Schon Tage später flog die Swissair Mütter und Väter, Söhne und Töchter der Opfer nach Kanada – um ihnen die Möglichkeit zu geben, persönlich Abschied zu nehmen. Sie konnten eine Hand ins eiskalte Meer halten, mit Booten zur Absturzstelle gleiten, Blumen ins Wasser werfen: «Das waren wichtige Rituale, um der Verstorbenen zu gedenken», sagt Klaus. Ähnliche Rituale vollziehen die Trauernden derzeit in Frankreich.
SR 111 war von New York nach Genf unterwegs. Menschen aus 20 Ländern starben. Es gab Personen, die sofort anreisten, andere warteten Wochen. Die Swissair betreute sie alle. «Ihre Bedürfnisse waren einfach», sagt Klaus. «Sie brauchten ein Hotelzimmer, etwas zu essen, Busse oder Autos.» Für alle Sprachen organisierte die Swissair Übersetzer vor Ort, für alle Religionen Geistliche. Germanwings lässt derzeit in Deutsch, Spanisch, Französisch übersetzen.
Damals wie heute konnten nur Körperteile geborgen werden. Ohne Identifizierung darf kein Totenschein ausgestellt werden. Angehörige geben daher Blut- oder Haarproben. Und nehmen Leichenteile mit, um wenigstens die beerdigen zu können.
Am ersten Jahrestag flog Swissair die Angehörigen erneut nach Halifax – zum Trauern. Lufthansa plant bereits mehrere Gottesdienste, etwa am 17. April im Kölner Dom.
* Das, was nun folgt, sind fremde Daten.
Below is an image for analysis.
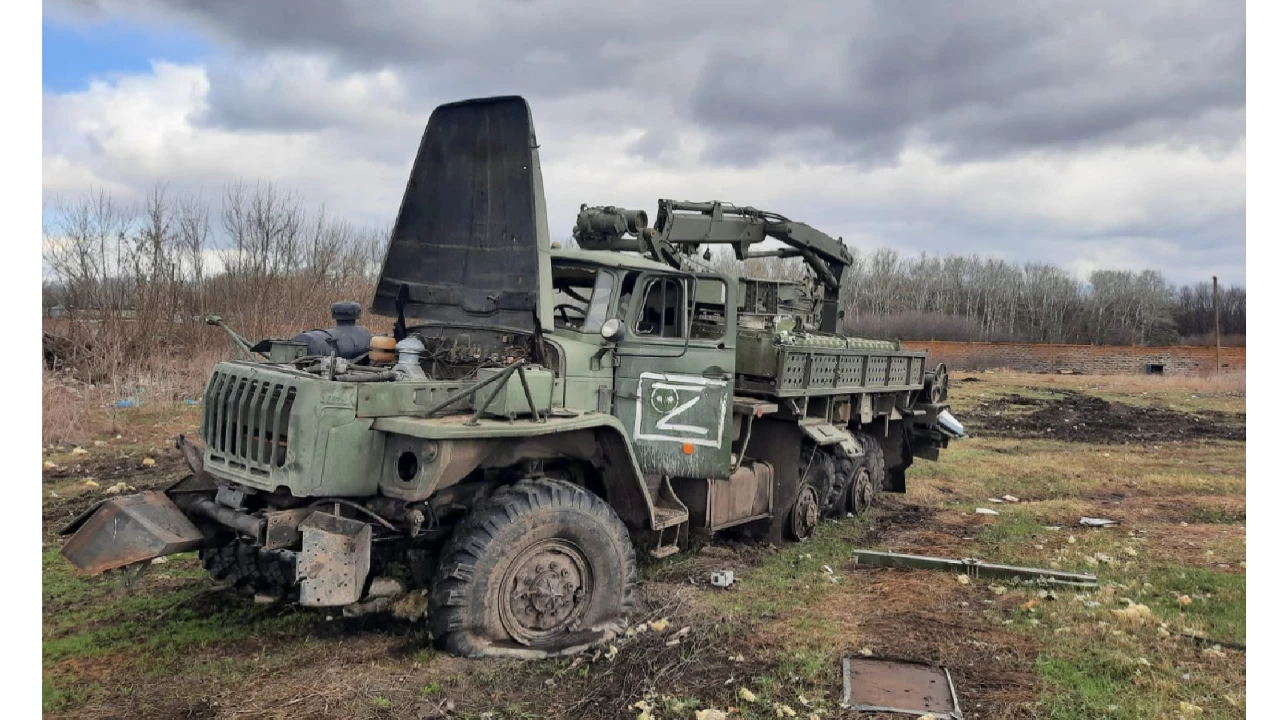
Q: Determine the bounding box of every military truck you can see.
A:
[63,97,964,657]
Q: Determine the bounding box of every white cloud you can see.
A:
[44,53,1244,282]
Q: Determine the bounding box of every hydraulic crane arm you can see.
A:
[573,200,852,332]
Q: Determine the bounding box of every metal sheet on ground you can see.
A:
[844,656,964,720]
[63,491,206,574]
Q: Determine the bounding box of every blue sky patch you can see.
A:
[40,18,211,92]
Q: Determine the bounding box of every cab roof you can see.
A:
[552,249,680,273]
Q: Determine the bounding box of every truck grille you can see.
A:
[201,370,298,475]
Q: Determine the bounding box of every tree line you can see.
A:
[44,182,388,378]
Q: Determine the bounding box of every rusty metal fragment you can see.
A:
[842,656,964,720]
[63,491,205,574]
[298,512,372,607]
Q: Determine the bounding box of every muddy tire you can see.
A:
[822,454,861,516]
[842,461,876,515]
[783,483,822,542]
[854,432,890,492]
[800,442,837,514]
[429,478,636,657]
[200,542,297,596]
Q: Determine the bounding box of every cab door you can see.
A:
[613,272,736,478]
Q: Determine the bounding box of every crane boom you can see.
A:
[573,200,852,332]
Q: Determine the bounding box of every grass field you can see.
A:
[44,373,1245,719]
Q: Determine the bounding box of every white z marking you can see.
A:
[631,373,728,447]
[653,384,710,436]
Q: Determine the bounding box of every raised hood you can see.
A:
[371,97,552,332]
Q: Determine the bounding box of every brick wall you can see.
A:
[902,340,1244,375]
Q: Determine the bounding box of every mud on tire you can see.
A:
[429,478,636,657]
[854,430,888,492]
[200,541,297,596]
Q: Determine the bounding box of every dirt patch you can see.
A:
[823,568,1039,719]
[42,450,189,541]
[965,389,1244,445]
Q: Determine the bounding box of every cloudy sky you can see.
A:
[42,0,1245,283]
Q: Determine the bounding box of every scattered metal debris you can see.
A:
[1178,628,1245,652]
[842,655,964,720]
[1080,518,1119,528]
[854,550,1098,587]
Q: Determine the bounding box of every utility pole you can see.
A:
[1213,275,1222,375]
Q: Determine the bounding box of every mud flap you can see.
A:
[63,491,206,575]
[298,512,374,607]
[800,423,863,460]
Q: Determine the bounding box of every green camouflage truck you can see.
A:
[63,97,964,657]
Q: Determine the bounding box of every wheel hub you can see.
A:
[791,484,820,539]
[499,538,591,644]
[849,468,874,515]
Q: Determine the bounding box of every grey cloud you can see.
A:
[55,0,1244,164]
[46,0,1245,281]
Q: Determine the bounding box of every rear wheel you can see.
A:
[430,478,636,657]
[786,483,820,541]
[845,462,876,515]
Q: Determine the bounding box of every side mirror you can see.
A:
[600,318,622,342]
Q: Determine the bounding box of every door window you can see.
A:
[636,278,685,338]
[689,278,727,340]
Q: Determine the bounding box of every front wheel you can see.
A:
[430,478,636,657]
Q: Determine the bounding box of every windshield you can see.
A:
[552,265,613,333]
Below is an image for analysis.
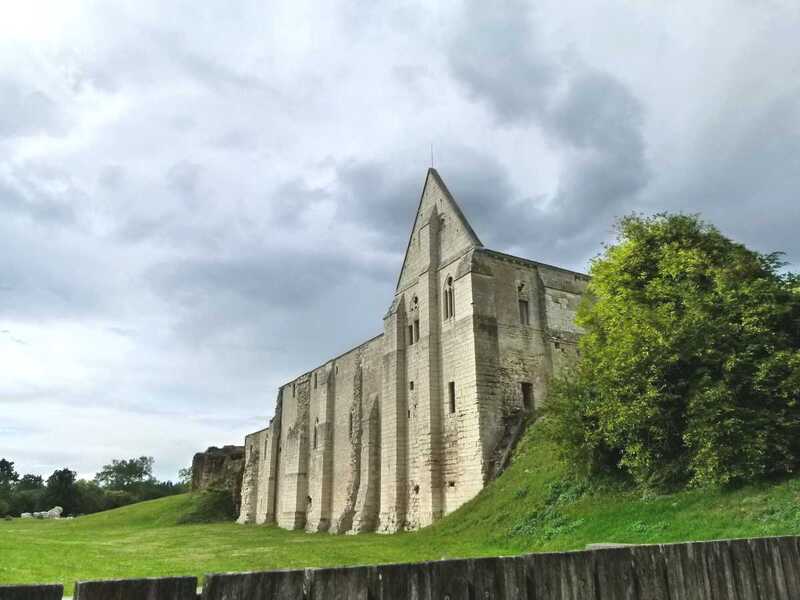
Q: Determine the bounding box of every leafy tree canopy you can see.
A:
[546,214,800,487]
[95,456,155,490]
[15,474,44,492]
[0,458,19,485]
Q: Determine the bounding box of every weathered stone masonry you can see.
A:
[239,169,588,533]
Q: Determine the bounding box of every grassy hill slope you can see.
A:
[0,426,800,588]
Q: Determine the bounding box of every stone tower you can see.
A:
[234,169,588,533]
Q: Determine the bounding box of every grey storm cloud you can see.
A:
[0,79,67,139]
[448,2,650,261]
[0,0,800,477]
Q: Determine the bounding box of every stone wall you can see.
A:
[18,537,800,600]
[195,537,800,600]
[233,170,587,533]
[192,446,245,511]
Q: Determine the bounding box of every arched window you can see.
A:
[443,277,456,320]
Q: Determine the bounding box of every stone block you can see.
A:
[202,570,305,600]
[75,577,197,600]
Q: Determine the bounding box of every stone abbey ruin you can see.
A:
[231,169,588,533]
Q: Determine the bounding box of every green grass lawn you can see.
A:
[0,427,800,590]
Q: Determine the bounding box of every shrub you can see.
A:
[545,215,800,487]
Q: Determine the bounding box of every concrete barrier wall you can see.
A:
[0,537,800,600]
[75,577,197,600]
[198,537,800,600]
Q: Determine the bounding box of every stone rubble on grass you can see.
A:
[19,506,64,519]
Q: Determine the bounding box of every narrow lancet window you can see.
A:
[519,300,531,325]
[443,277,456,320]
[447,381,456,414]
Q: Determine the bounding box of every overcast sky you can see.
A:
[0,0,800,478]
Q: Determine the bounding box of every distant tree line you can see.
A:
[0,456,191,517]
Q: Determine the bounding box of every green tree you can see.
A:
[0,458,19,487]
[45,467,78,514]
[95,456,155,490]
[14,473,44,492]
[545,214,800,487]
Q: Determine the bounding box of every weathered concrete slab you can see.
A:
[0,583,64,600]
[6,537,800,600]
[75,577,197,600]
[202,570,306,600]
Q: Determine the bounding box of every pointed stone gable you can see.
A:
[397,169,483,290]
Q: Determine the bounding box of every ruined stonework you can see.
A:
[192,446,245,511]
[239,169,588,533]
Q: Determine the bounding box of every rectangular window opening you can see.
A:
[520,381,533,410]
[519,300,530,325]
[447,381,456,415]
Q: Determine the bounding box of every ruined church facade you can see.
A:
[239,169,588,533]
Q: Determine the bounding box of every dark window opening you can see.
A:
[447,381,456,414]
[443,277,456,320]
[520,381,533,410]
[519,300,531,325]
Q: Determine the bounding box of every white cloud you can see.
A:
[0,0,800,477]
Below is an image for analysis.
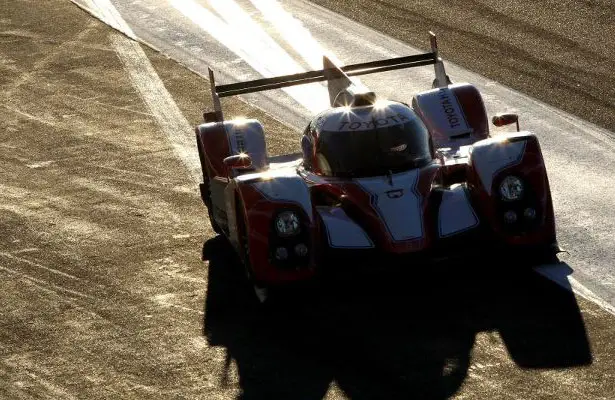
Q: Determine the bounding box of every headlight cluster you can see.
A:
[272,211,309,266]
[500,175,523,201]
[275,211,301,237]
[499,175,537,225]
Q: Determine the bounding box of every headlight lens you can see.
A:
[275,211,301,237]
[500,175,523,201]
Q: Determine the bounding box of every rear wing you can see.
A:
[204,32,450,122]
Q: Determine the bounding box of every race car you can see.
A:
[196,33,557,300]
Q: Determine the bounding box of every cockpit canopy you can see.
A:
[303,100,432,177]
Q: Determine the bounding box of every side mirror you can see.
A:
[222,154,252,169]
[491,114,519,132]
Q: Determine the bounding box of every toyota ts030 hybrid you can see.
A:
[196,34,556,296]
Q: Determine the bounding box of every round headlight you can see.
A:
[500,175,523,201]
[275,211,301,236]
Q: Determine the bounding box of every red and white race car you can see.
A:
[196,34,557,298]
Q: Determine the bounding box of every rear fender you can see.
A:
[196,119,268,177]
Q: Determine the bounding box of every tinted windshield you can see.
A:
[318,118,431,177]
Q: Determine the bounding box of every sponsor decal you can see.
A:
[439,90,461,129]
[338,113,410,131]
[233,130,246,153]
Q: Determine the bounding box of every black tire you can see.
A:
[200,176,222,234]
[196,129,222,234]
[235,197,271,306]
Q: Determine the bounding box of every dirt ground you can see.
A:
[0,0,615,399]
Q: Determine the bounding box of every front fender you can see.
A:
[468,132,555,245]
[232,175,317,285]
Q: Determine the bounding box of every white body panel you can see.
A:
[470,132,533,191]
[355,169,424,241]
[438,184,478,237]
[415,87,472,137]
[224,119,267,170]
[316,207,374,249]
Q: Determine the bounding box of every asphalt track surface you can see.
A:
[0,0,615,399]
[75,0,615,322]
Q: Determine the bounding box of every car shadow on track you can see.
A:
[203,237,592,399]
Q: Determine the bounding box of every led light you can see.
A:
[275,247,288,261]
[295,243,308,257]
[500,175,523,201]
[504,210,517,224]
[275,211,301,237]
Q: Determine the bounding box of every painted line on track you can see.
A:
[71,0,615,315]
[73,0,201,182]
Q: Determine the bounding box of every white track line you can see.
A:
[75,0,201,182]
[76,0,615,315]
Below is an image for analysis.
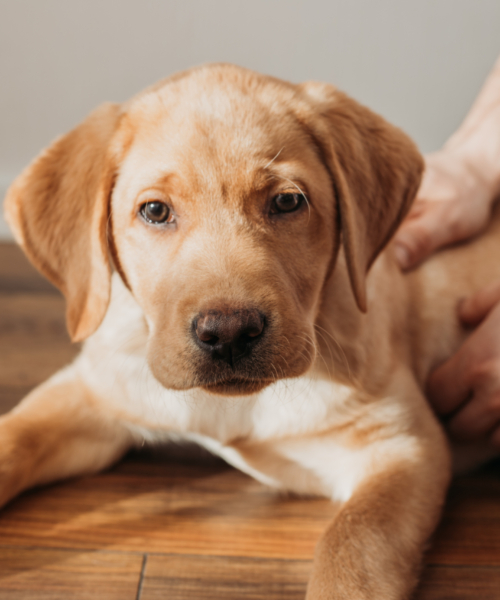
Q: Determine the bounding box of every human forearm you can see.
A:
[443,58,500,200]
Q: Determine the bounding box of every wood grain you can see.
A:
[0,244,500,600]
[141,555,311,600]
[0,548,143,600]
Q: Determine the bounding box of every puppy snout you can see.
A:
[193,309,265,367]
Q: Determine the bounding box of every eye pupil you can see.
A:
[141,201,170,224]
[273,194,303,212]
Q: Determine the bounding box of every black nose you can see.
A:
[193,309,265,367]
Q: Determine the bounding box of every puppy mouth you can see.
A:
[200,377,274,396]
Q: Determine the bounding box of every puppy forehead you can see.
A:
[116,70,315,197]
In der Kommunikation ist heute Standard, was die Swissair entwickelte. «Eine offene und schnelle Kommunikation», sagt Klaus. Auf der ersten Maschine von Kloten nach Halifax flogen 60 Journalisten mit. «Weil wir nicht wollten, dass sich Schweizer Medien nur über CNN informierten», so Klaus.
«Die Medien müssen ein solches Unglück voll abdecken können», betont Klaus. «Da gehört das menschliche Schicksal dazu.» Etwa die Angehörigen. «Ihre Würde muss aber respektiert werden.» An gewisse Orte durften die Journalisten jedoch nicht hin. Tabu waren in Halifax etwa die Hotels der Angehörigen.
Bewusst bemühte sich die Swissair, den Reportern technische Aspekte zu erläutern, zu sagen, wie eine Blackbox funktioniert, wie Piloten mit Lotsen sprechen. «Erstmals erklärte eine Airline ein Unglück», so Klaus.
Lufthansa folgt diesem Vorbild: «Wir versuchen, möglichst alle Informationen sofort zu kommunizieren», sagt eine Airline-Sprecherin.
Nach viereinhalb Wochen in Halifax kehrte Klaus zurück nach Zürich. Sein Käfer stand noch immer auf dem gelb markierten Polizei-Parkplatz. Er hatte eine Visitenkarte an die Scheibe geheftet mit dem Vermerk «Halifax». Warum erhielt er keine Busse? «Alle Menschen am Flughafen waren damals solidarisch und halfen, diese Katastrophe zu bewältigen.»